In the transducer according to the invention with the proportions mentioned, the ultrasonic wave that goes up in the drawing is totally damped. The complete transducer does not have to be thicker than 2 mm. It is even possible to make it significantly thinner if the unit cell is constructed in such a way that it forms a peak at the top, which prematurely dampens the wave going in this direction.

It is also important that, with the selected size ratios, the component of the electric field that is parallel to the foot of the unit cell 1, that is to say the transverse bars of the T, is comparable to the component perpendicular to it.

As a result of this fact, all the piezocoefficients of the piezomaterial play an essentially equivalent role. There is a volume oscillation of the active area of the unit cell, which can be designed in the radial direction by its shape and targeted attachment of the electrodes as well as subsequent polarization. The subsequent polarization takes place after completion of the converter or the unit cell by applying a relatively high voltage to its electrodes. This type of vibration obviously enables better use of the piezo effect and also influences the damping of the shaft going backwards.

The properties of the transducer according to the invention are only determined by the properties of the selected piezoelectric material and the precision of the shape of the unit cell, i. H. in other words, the converter according to the invention can be produced with very good repeatability. Transducers of this type can contain one or more unit cells that can be connected to one another.

The converter according to the invention is able to produce very short and very strong pulses that cannot be achieved with other converter designs.
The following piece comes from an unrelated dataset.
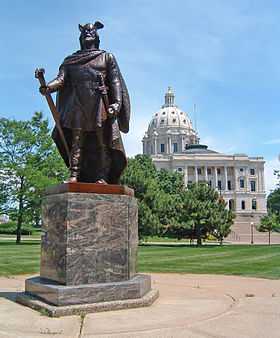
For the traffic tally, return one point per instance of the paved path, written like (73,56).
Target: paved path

The amplitude of the pulses produced is at least twice greater than that of the classic converters. Its sensitivity is comparable to that of classic designs. The converter according to the invention can, however, be manufactured at considerably lower costs and used wherever classic converter types can also be used.

In summary, it can be said that the converter according to the invention can achieve a significant increase in effectiveness in comparison to other non-classical constructions, since no losses of the electric field occur to the outside and all undesired sound waves are subjected to an almost complete damping without this large ceramic thickness or other damping bodies would have to be used. Compared to classic designs, the pulse length is shorter and the amplitude larger. None of the known designs is easier to manufacture.

Claims

claims

1.) Impulse sound transducer for the ultrasonic range for use both as a transmitter and as a receiver with an elementary block made of piezoelectric material, characterized in that the height of the elementary block made of piezoelectric material of the transducer is greater than its width and the block at the exit end of the pulses integrally formed collar so that a smooth exit surface for the sound wave is formed and a T-shape is formed in longitudinal section, the basic polarization is perpendicular to the exit surface and one electrode is provided on the exit surface, while the other runs above the collar on the block .
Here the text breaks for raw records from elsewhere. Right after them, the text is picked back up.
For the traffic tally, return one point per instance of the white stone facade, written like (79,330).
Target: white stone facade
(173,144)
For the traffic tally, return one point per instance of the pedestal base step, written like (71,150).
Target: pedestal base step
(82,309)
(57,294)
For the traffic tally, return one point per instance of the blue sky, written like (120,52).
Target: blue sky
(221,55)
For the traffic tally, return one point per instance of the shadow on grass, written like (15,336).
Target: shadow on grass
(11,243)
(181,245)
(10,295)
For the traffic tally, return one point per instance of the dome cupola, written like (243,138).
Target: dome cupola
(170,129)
2.) Impulse sound transducer according to claim 1, characterized in that the block is designed as a round or polygonal column, cone or pyramid and the collar is adapted accordingly.

3.) Impulse sound transducer according to claim 1 or 2, characterized in that the proportion of the unit cell is selected as follows: a / b / h = 1 / 4-6 / 10, where a is the thickness of the collar, b is the diameter or Width of the block and h the height of the entire cell.
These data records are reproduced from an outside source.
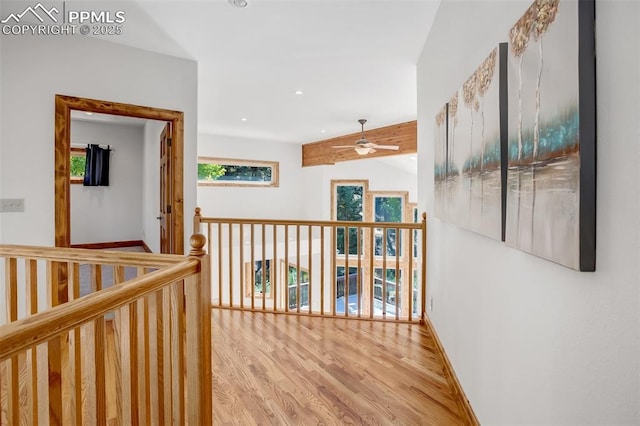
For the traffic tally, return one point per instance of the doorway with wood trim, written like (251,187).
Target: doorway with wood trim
(172,210)
(166,236)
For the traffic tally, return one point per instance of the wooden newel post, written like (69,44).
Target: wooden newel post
(198,341)
(196,222)
(424,266)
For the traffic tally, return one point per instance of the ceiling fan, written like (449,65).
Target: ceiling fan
(364,146)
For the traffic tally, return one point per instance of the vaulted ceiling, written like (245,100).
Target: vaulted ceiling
(350,59)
4.) Impulse sound transducer according to one or more of the preceding claims, characterized in that the unit cell is exposed to an additional radial polarization by applying a high voltage after the shaping.

5.) Impulse sound transducer according to one or more of claims 1-4, characterized in that the transducer is composed of several unit cells, the cells around the columns or the like. Elongated structures are associated with electrodes, but the totality of the cells is an electrode on the Total exit area of the pulses.